As many jurisdictions nationwide begin to re-examine bail practices and, in some cases, implement sweeping reforms, Lew is keeping a close eye on trends and advocating for action locally. Far too many defendants face steep dollar figures they could never possibly meet, he said.
Minnesota law provides for a presumption of pretrial release with or without conditions, which can include posting a monetary bond. But bail practices and requirements vary widely by state.
New Jersey this year essentially eliminated its cash bail system, replacing it with a risk-assessment that examines public safety concerns and the likelihood the defendant makes future court appearances.

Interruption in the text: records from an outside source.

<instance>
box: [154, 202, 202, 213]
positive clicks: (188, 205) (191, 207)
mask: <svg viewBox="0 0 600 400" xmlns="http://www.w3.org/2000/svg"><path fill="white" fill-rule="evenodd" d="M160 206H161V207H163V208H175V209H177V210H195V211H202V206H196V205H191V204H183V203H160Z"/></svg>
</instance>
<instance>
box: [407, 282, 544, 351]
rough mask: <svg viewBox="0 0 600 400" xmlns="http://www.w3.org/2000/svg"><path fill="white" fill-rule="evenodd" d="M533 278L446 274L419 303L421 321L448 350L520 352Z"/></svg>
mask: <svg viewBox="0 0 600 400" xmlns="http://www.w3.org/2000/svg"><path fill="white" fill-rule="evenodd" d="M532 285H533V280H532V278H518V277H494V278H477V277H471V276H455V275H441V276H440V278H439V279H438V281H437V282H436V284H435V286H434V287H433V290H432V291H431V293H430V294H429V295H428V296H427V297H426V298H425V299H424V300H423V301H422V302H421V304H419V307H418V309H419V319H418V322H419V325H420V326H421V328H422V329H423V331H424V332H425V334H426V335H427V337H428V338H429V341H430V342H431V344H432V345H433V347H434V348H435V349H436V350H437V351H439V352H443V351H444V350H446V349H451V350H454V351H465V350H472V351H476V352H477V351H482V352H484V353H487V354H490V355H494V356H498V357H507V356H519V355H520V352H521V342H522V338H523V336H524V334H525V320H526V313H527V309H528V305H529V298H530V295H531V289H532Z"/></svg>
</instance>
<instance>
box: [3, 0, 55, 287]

Also this year, a California appeals court found that a San Francisco robbery suspect's $350,000 bail figure was unconstitutional. The defendant was ordered released, with several conditions, while his case was pending - a decision the state attorney general decided not to appeal.
As a result, the San Francisco Chronicle reported, local prosecutors are no longer asking judges to set bail amounts, instead asking that high-risk defendants be held without bail and all others be released with conditions, similar to probation.

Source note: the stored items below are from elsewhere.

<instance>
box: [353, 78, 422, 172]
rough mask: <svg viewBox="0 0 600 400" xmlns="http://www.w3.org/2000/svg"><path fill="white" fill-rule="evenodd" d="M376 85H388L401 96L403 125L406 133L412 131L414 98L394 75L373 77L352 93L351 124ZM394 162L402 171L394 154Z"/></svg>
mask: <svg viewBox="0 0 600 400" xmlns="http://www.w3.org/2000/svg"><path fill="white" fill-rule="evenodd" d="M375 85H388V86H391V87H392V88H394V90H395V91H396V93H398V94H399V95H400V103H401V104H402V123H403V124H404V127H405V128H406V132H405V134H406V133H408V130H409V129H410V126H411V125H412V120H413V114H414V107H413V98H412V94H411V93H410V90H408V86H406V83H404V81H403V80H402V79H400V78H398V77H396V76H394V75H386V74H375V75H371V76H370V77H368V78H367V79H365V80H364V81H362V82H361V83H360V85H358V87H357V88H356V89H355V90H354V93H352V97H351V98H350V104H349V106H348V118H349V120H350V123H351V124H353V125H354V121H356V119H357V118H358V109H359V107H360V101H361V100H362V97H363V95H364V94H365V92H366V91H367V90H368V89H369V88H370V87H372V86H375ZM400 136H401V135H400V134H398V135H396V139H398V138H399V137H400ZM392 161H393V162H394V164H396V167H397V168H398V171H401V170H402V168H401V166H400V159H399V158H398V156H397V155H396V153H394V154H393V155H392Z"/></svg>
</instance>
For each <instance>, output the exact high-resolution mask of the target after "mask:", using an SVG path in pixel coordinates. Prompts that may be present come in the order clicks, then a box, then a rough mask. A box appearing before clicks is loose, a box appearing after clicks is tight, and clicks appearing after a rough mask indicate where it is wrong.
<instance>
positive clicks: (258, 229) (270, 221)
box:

In Chicago, the Circuit Court of Cook County last year adopted a policy "to ensure no defendant is held in custody prior to trial solely because the defendant cannot afford to post bail." As a result, pretrial service agents are tasked with requesting financial information from each in-custody defendant prior to their bail hearing.
Judges then are required to use a risk-assessment tool to establish a "reasonable bail" based on the likelihood of ensuring future appearances and protecting public safety. In bail is deemed inappropriate, the judge must elaborate on his or her reasoning in open court.
Sixth Judicial District Chief Judge Sally Tarnowski, who serves on the Minnesota Judicial Council, said she is not aware of any statewide efforts to change bail practices.
But Lew said that process can begin locally. He noted that Duluth's poverty rate is in excess of 20 percent - more than double the state average.
"We can move individual practices at courthouses away from setting certain amounts of money bail," he said. "There are, I think, opportunities here for us to really begin educating folks as a whole that bail must be not just an opportunity for those who are well-heeled to be released but bail needs to be based on one's ability to pay."
St. Louis County Attorney Mark Rubin, however, urged a cautious approach in the discussion.
"If there's a way we could ensure the safety of the public and reduce that number, I'd definitely be open to that idea," he said. "But I'm not aware of anything else we can be doing, short of the intensive pretrial release program that we already have. I'm not going to take the chance that someone is going to be hurt by an angry defendant or that someone is going to tamper with a witness."
Colin Doyle, an attorney at Harvard Law School's Criminal Justice Policy Program, said it is unconstitutional to detain a pretrial defendant simply because they cannot afford to post bond.
Yet he said the country has a "staggering pretrial incarceration rate" largely attributable to bail practices, many of which are built on long-standing norms that aren't codified into law.
"(Reform) isn't a radical idea," Doyle said. "What the U.S. is already doing is radical. The U.S. is an outlier."